Alice non si era fatta nulla e saltò subito in piedi. Guardò in alto, ma era tutto buio: davanti a lei però vide un lungo corridoio, e in fondo vide il Coniglio bianco che correva via. Non c'era tempo da perdere: Alice gli corse dietro come se avesse le ali, e fece in tempo a sentirlo esclamare, mentre svoltava l'angolo:

—Accidenti! Ho fatto veramente tardi!

Stava quasi per raggiungerlo, ma appena ebbe voltato l'angolo anche lei, non lo vide più; si trovò in una sala lunga e bassa, illuminata da una fila di lampade che pendevano dal soffitto.
Tutto intorno alla sala c'erano tante porte ma tutte chiuse a chiave. Alice andò da una parte all'altra, bussando a tutte le porte, provando ad aprirle una per una, ma quando si rese conto che era tutto inutile, si mise a passeggiare mestamente in mezzo alla stanza, cercando di trovare un modo per uscire da lì.

A un tratto si trovò accanto a un tavolino a tre gambe, tutto di cristallo massiccio; su di esso c'era solo una piccolissima chiave d'oro. La prima cosa a cui Alice pensò fu che la chiave appartenesse a una delle porte; ma, ahimè! o le serrature erano troppo grandi, o la chiave era troppo piccola. Il fatto sta che non riusci ad aprirne nessuna. Però, mentre faceva un altro giro nella sala, si accorse di una tendinaa bassa che non aveva notato prima, dietro la quale c'era una porticina alta una trentina di centimetri: provò a infilare la minuscola chiave d'oro nella serratura, e con sua grande gioia vide che entrava perfettamente!

Alice aprì la porta e scoprì che dava in un piccolo corridoio, grande quanto una tana per topi: si inginocchiò e vide in fondo al corridoio il giardino più bello del mondo.

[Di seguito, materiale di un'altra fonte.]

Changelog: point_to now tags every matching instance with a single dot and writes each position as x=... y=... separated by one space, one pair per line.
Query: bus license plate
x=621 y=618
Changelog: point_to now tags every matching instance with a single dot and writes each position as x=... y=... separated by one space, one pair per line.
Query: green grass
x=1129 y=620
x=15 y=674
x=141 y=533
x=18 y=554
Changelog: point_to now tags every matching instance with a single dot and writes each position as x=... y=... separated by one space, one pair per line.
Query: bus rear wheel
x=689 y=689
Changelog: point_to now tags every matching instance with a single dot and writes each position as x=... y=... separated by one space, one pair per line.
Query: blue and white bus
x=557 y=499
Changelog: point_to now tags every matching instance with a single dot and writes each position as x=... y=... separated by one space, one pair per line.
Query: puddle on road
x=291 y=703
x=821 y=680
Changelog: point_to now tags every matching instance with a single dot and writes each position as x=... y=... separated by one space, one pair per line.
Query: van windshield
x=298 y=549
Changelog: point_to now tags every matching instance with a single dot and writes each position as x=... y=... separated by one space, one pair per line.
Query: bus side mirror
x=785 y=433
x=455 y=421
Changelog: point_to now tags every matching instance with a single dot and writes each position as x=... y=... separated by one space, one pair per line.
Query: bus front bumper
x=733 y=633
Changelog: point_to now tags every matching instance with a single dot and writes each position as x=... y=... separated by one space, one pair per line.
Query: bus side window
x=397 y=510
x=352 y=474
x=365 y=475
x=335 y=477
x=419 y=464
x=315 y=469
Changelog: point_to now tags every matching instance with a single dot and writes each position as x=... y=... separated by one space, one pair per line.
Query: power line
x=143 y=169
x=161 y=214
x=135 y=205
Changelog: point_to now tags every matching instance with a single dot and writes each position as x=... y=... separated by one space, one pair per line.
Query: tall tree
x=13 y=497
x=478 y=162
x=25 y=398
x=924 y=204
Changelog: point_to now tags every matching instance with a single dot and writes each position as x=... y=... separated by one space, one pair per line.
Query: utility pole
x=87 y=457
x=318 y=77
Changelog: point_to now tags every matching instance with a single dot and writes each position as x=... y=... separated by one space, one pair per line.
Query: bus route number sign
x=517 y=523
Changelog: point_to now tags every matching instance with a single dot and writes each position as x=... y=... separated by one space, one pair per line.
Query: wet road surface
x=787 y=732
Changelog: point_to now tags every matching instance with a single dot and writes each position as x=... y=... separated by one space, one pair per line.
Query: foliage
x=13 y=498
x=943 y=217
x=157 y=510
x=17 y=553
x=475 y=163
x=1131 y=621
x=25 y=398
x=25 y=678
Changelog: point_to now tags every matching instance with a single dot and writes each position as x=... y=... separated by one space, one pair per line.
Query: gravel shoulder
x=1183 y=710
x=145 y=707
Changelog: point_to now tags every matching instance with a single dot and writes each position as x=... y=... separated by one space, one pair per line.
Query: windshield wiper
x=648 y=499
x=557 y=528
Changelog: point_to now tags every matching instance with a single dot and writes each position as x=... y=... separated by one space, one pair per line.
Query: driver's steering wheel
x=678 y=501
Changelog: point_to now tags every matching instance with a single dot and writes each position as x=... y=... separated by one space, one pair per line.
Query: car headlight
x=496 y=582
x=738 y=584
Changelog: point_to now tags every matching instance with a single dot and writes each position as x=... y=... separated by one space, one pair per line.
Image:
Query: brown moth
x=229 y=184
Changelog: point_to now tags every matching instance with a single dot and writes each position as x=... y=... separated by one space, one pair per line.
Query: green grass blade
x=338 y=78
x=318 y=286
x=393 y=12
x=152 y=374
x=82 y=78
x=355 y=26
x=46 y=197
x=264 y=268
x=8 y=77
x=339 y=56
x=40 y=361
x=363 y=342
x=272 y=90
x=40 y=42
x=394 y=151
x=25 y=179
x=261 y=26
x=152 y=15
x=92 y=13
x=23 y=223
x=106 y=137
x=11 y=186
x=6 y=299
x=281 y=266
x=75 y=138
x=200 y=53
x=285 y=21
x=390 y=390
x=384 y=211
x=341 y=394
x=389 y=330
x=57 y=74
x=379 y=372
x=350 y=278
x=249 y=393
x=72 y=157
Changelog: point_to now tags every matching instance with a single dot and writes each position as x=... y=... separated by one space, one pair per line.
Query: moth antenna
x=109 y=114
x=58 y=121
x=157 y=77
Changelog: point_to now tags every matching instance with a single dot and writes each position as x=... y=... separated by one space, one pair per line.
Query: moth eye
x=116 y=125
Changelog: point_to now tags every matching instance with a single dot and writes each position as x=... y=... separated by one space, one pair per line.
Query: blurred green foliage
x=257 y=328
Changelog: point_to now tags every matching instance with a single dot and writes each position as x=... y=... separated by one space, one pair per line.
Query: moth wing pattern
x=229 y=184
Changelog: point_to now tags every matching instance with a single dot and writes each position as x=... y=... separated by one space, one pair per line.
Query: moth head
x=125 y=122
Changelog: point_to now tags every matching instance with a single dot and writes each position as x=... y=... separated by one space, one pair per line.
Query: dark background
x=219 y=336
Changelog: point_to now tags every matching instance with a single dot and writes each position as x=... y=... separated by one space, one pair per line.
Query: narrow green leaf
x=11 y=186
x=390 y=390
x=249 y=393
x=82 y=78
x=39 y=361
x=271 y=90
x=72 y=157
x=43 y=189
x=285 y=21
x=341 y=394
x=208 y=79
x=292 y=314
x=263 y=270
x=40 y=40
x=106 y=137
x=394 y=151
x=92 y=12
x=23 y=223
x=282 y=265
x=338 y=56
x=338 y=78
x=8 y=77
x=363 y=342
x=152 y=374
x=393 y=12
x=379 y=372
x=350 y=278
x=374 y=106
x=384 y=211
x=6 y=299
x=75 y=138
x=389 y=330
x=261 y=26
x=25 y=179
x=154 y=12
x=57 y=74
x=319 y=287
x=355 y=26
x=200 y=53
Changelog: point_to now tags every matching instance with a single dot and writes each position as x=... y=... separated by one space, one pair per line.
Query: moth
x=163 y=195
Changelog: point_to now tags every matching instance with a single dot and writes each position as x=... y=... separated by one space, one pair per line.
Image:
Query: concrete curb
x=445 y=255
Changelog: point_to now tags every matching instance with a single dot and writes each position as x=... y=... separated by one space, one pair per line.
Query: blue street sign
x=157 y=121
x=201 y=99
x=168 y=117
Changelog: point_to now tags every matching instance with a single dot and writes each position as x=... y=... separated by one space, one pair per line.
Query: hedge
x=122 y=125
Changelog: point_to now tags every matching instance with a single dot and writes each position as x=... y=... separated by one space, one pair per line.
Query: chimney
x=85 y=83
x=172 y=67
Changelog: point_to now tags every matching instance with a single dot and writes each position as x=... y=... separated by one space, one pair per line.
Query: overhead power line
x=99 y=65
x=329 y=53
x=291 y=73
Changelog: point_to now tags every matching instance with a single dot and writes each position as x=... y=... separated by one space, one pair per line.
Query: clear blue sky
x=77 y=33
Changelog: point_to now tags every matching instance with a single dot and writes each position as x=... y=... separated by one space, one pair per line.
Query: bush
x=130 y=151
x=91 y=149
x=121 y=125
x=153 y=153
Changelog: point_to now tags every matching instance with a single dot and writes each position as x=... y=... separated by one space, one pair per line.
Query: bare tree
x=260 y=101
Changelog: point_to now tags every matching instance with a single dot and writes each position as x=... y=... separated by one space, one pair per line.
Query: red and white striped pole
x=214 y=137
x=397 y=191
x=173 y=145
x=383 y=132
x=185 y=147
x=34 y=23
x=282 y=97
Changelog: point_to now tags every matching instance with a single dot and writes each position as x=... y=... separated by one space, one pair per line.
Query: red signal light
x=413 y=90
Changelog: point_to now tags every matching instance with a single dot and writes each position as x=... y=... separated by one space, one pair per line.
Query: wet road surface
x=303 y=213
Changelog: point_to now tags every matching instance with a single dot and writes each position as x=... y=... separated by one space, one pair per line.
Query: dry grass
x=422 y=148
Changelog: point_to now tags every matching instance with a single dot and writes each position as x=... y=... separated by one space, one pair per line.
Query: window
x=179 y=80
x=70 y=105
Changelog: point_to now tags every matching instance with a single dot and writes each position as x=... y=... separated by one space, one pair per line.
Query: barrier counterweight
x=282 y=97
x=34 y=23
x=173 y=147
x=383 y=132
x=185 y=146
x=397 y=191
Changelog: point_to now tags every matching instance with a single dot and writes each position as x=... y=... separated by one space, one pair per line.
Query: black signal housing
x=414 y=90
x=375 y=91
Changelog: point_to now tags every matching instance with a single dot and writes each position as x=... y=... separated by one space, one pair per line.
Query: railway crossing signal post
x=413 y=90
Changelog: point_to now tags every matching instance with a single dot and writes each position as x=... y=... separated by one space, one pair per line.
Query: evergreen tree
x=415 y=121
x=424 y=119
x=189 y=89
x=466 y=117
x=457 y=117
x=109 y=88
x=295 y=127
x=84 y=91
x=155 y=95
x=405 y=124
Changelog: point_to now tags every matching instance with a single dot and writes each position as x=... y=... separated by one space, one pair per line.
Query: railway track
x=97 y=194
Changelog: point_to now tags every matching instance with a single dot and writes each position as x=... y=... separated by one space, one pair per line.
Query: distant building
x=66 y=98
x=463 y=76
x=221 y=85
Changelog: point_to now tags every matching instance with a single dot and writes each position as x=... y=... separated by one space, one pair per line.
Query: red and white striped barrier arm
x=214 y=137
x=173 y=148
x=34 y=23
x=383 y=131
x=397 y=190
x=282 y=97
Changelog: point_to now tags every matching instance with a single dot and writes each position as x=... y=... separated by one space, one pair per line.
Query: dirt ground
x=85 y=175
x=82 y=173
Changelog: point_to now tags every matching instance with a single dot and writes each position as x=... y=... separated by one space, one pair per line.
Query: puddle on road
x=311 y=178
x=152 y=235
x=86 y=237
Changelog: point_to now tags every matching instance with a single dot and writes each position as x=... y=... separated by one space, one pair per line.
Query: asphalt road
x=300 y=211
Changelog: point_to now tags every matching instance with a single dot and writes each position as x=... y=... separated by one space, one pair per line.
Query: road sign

Quanto desiderava di uscire da quella sala buia per gironzolare su quei prati di vividi fiori, e tra le fresche acque delle fontane; ma non c'era modo di infilare neppure la testa in quel buco.

— Se almeno ci passasse la testa!
pensava la povera Alice.

—Ma a che servirebbe, se non posso farci passare le spalle! Oh, se potessi accorciarmi come un telescopio! Come mi piacerebbe! Ma come si fa?

E quasi cercava di trovare il modo. Ultimamente le erano accadute così tante cose straordinarie, che Alice aveva cominciato a credere le cose impossibili fossero davvero poche.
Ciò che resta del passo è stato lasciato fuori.